Reputation: 4434
I am trying to use some Python web crawler to download about 3000 PDFs from a website. However, the URLs of those PDFs are generated by JavaScript function. So, I am wondering if there is any tutorial on how to achieve this?
For example, the URL linked to Alberto European Hairspray (Aerosol) - All Variants
will be generated after clicking onclick="javascript:__doPostBack('ctl00$placeBody$gridView$gridView','DocumentCenter.aspx?did={0}$0'
.
So the question is how to let the web crawler to get the computed URL.
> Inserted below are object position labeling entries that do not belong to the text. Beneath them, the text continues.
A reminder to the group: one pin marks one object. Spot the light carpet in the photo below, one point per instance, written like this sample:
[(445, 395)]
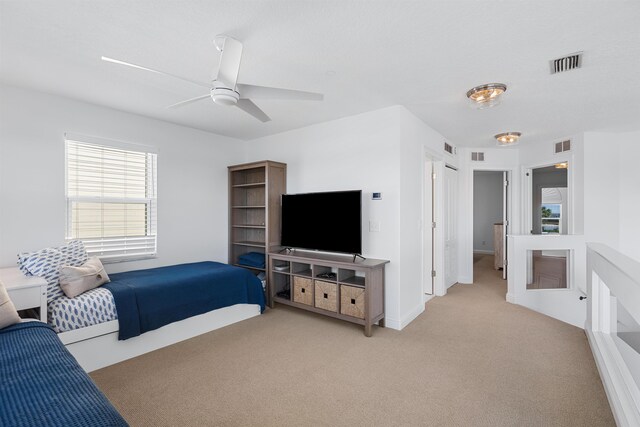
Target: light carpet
[(471, 359)]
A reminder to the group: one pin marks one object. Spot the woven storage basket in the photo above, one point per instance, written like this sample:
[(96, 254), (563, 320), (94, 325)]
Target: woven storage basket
[(326, 295), (352, 301), (303, 290)]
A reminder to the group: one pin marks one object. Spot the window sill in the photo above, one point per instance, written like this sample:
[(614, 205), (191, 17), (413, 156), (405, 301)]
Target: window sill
[(117, 260)]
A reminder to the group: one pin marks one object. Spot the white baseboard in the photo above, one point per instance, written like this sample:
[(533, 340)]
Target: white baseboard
[(408, 318), (427, 297), (618, 382), (466, 280)]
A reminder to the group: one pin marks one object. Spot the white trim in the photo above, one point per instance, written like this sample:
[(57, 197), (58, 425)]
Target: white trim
[(399, 324), (427, 297), (98, 346), (615, 377), (483, 252)]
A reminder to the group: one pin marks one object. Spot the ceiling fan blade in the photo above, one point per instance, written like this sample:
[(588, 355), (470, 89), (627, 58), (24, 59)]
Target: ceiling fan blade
[(140, 67), (248, 106), (189, 101), (263, 92), (229, 62)]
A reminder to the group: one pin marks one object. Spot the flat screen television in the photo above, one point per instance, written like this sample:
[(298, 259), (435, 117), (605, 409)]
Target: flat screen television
[(329, 221)]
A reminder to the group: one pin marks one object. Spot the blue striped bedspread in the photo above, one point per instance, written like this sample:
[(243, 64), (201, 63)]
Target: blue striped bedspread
[(149, 299), (41, 384)]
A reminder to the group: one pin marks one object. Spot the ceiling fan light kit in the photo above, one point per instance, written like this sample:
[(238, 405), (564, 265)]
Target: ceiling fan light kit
[(507, 139), (224, 89), (224, 96), (487, 95)]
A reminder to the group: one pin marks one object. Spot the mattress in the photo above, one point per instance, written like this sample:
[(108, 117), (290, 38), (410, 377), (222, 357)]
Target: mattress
[(43, 385), (90, 308)]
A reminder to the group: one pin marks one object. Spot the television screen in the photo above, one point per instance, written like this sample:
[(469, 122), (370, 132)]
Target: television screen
[(330, 221)]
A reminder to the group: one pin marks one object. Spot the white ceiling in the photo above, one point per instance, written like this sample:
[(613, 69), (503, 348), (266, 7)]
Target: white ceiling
[(363, 55)]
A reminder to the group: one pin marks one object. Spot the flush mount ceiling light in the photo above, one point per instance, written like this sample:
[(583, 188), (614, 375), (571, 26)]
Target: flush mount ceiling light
[(507, 138), (487, 95)]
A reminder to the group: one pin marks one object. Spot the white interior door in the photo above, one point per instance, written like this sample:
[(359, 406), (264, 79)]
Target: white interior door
[(450, 227), (429, 241), (505, 221)]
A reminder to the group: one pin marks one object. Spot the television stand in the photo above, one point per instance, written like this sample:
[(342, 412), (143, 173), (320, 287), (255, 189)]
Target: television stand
[(331, 285)]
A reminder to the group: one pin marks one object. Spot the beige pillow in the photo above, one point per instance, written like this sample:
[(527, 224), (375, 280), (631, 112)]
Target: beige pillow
[(76, 280), (8, 313)]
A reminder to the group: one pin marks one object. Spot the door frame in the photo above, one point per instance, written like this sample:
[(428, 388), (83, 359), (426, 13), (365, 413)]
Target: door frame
[(509, 206), (428, 282)]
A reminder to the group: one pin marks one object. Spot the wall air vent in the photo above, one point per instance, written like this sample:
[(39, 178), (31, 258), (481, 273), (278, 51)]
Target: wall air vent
[(566, 63), (449, 148), (562, 146), (477, 156)]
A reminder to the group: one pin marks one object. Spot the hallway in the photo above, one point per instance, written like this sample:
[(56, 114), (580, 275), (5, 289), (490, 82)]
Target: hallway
[(471, 359), (531, 368)]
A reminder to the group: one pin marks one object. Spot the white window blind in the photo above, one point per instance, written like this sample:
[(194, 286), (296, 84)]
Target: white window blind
[(111, 200)]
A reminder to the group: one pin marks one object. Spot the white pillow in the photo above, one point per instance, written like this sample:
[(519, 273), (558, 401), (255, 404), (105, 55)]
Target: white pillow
[(8, 313), (76, 280), (46, 263)]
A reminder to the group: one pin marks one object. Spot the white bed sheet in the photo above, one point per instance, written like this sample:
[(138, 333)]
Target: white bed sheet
[(88, 309)]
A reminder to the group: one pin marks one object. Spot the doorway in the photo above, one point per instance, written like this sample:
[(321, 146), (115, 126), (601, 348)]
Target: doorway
[(450, 226), (429, 238), (490, 222)]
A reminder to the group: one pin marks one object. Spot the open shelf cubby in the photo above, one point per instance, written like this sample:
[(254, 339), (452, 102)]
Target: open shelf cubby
[(331, 285)]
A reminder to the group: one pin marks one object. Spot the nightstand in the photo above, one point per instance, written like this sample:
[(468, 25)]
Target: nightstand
[(25, 291)]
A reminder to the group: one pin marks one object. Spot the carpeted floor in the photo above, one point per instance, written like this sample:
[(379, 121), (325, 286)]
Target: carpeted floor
[(471, 359)]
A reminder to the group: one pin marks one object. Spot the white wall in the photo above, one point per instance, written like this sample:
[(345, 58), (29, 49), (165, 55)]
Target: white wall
[(612, 196), (487, 208), (629, 191), (192, 176), (601, 189), (379, 151)]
function __doPostBack(eventTarget, eventArgument) {
if (!theForm.onsubmit || (theForm.onsubmit() != false)) {
theForm.__EVENTTARGET.value = eventTarget;
theForm.__EVENTARGUMENT.value = eventArgument;
theForm.submit();
}
}
<tbody>
<tr>
<td>
<input type="image" src="App_Graphics/PDFDocument.gif" alt="MSDS" onclick="javascript:__doPostBack('ctl00$placeBody$gridView$gridView','DocumentCenter.aspx?did={0}$0');return false;" />
</td>
<td><a href="javascript:__doPostBack('ctl00$placeBody$gridView$gridView','MSDSDetail.aspx?did={0}$0')">Alberto European Hairspray (Aerosol) - All Variants</a>
</td>
<td>Unilever PLC</td>
<td>8131-01</td>
</tr>
<tr class="row-alternate">
<td>
<input type="image" src="App_Graphics/PDFDocument.gif" alt="MSDS" onclick="javascript:__doPostBack('ctl00$placeBody$gridView$gridView','DocumentCenter.aspx?did={0}$1');return false;" />
</td>
<td><a href="javascript:__doPostBack('ctl00$placeBody$gridView$gridView','MSDSDetail.aspx?did={0}$1')">Alberto European Mousse (Aerosol) - All Variants</a>
</td>
<td>Unilever PLC</td>
<td>8132-01</td>
</tr>
</tbody>
Upvotes: 1
Views: 421
Reputation: 6277
Another option is that you might use Selenium to execute js and get computed urls.
Upvotes: 1
Reputation: 9599
You can't. Use a JavaScript interpreter (SpiderMonkey, for example) to execute the code and then go ahead with HTML parsing. Using Qt's WebKit is a good approach also, but probably slower.
Upvotes: 1